After World War II, a peace treaty was concluded in San Francisco and signed on September 8, 1951. It provided in Chapter II, Territory, Article 2, Section b, and Subsection (i) that “Japan renounced all right, title and claim to the Spratly islands and to the Paracel islands.” The Philippines ratified the treaty on July 16, 1956. The Philippine delegation was composed of Carlos P. Romulo, J. M. Elizalde, Vicente Francisco, Diosdado Macapagal, Emilano V. Tirona, and Vicente G. Sinco.

The Treaty has to be interpreted in the context that Japan occupied the Spratly and Paracel Islands during the war. It is being asked to renounce its right, title and claim over those islands was a mandate to Japan to return them to China.

In less than a year after the San Francisco Treaty was concluded, Republic of China and Japan signed a peace agreement on April 28, 1952. Article 2 of the Peace agreement provides, to quote: “It recognizes under Article 2 of the Treaty of Peace which Japan signed at the Treaty of San Francisco on September 8, 1951 x x x, Japan renounced all right, title and claim to Taiwan (Formosa) and Penghu (the Pescadores) as well as the Spratly islands and the Paracel islands.” The peace treaty has reference to Taiwan’s claim over these islands because of the on-going civil war between the China and Taiwan.

We must take note that before the final draft of the San Francisco Peace Treaty was issued in September, 1951, Foreign Minister Zhou Enlai stated China’s position, that the consignment of the islands in the SCS to Taiwan was illegal and should not be recognized. Besides, China was protesting to its exclusion to the negotiation. Specifically, China claimed that Xisha (Paracel Islands), Nansha (Spratly Islands) and Dongsha (Pratas Islands) in the South China Sea were actually part of China. The treaty either did not address these islands, or that Pratas Islands be turned over to the UN as trusteeship territories.

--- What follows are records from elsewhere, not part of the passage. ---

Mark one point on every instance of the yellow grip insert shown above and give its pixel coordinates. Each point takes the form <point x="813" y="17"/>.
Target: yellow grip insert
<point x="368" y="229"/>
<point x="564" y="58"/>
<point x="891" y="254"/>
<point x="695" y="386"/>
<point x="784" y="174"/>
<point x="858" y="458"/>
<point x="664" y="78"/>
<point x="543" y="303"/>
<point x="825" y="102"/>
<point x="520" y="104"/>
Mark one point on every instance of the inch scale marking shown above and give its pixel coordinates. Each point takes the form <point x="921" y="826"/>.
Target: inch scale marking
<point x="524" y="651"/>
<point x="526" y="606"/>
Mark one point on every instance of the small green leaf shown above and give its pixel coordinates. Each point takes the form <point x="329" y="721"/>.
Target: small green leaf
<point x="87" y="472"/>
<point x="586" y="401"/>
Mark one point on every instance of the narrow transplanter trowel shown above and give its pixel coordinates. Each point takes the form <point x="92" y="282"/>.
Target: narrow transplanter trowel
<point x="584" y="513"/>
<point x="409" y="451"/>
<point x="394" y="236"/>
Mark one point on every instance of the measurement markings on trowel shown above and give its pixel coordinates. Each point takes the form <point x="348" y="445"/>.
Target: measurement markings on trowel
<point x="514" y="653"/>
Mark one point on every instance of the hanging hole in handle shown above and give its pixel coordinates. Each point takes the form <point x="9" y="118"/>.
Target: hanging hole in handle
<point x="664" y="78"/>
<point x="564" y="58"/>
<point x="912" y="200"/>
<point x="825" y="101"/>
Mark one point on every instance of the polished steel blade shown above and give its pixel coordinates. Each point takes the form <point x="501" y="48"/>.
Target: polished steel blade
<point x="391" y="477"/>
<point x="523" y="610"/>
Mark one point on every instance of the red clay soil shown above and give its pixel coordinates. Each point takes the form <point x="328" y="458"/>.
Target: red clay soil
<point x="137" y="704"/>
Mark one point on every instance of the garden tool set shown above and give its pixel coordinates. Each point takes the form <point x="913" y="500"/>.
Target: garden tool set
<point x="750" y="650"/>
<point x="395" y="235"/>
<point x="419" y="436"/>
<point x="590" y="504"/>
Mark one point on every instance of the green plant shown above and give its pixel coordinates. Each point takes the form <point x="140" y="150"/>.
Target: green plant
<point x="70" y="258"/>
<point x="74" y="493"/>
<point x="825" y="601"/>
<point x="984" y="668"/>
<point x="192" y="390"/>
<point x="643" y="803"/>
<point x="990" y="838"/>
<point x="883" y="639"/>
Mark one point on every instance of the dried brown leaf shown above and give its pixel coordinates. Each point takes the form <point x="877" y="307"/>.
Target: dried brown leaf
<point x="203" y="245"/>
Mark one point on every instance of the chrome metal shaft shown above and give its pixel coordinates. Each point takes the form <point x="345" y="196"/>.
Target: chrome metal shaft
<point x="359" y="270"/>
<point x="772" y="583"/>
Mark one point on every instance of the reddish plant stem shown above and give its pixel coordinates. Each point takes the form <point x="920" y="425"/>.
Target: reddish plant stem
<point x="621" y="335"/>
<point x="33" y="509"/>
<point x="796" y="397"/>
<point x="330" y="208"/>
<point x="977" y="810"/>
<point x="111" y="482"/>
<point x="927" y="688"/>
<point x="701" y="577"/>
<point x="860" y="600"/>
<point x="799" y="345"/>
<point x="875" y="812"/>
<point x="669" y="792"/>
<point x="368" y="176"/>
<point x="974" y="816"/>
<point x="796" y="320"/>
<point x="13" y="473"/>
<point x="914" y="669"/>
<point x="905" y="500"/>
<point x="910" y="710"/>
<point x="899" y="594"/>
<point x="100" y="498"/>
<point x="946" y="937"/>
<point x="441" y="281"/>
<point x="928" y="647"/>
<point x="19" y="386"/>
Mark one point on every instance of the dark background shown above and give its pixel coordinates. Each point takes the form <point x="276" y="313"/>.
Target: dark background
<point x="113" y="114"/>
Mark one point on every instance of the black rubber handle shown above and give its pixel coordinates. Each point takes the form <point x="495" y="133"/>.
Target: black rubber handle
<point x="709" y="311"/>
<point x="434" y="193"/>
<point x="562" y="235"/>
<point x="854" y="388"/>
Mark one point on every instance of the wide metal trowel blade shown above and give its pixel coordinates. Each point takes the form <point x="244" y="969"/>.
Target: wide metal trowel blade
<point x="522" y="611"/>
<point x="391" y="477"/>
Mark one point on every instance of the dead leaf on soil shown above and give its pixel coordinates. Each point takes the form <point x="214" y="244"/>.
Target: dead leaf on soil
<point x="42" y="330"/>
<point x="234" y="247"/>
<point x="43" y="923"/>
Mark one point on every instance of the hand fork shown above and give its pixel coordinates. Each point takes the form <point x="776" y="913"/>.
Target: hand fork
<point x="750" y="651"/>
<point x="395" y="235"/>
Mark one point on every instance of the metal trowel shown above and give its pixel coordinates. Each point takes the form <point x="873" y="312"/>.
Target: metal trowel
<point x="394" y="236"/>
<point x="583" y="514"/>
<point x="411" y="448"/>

Looking at the dates, one wonders how the PAC arrived at the decision when documents show that Spratly is outside of our territory. On the contrary, it was the adoption of the 200-mile limit by UNCLOS that created confusion resulting in the overlapping of claims over territorial waters plus our lack of understanding of such concepts of sovereignty over these islands to differentiate it from sovereign right over the exclusive economic zone notwithstanding that Senator Arturo Tolentino made a unique demarcation of our archipelago and called it the “Archipelagic Doctrine.”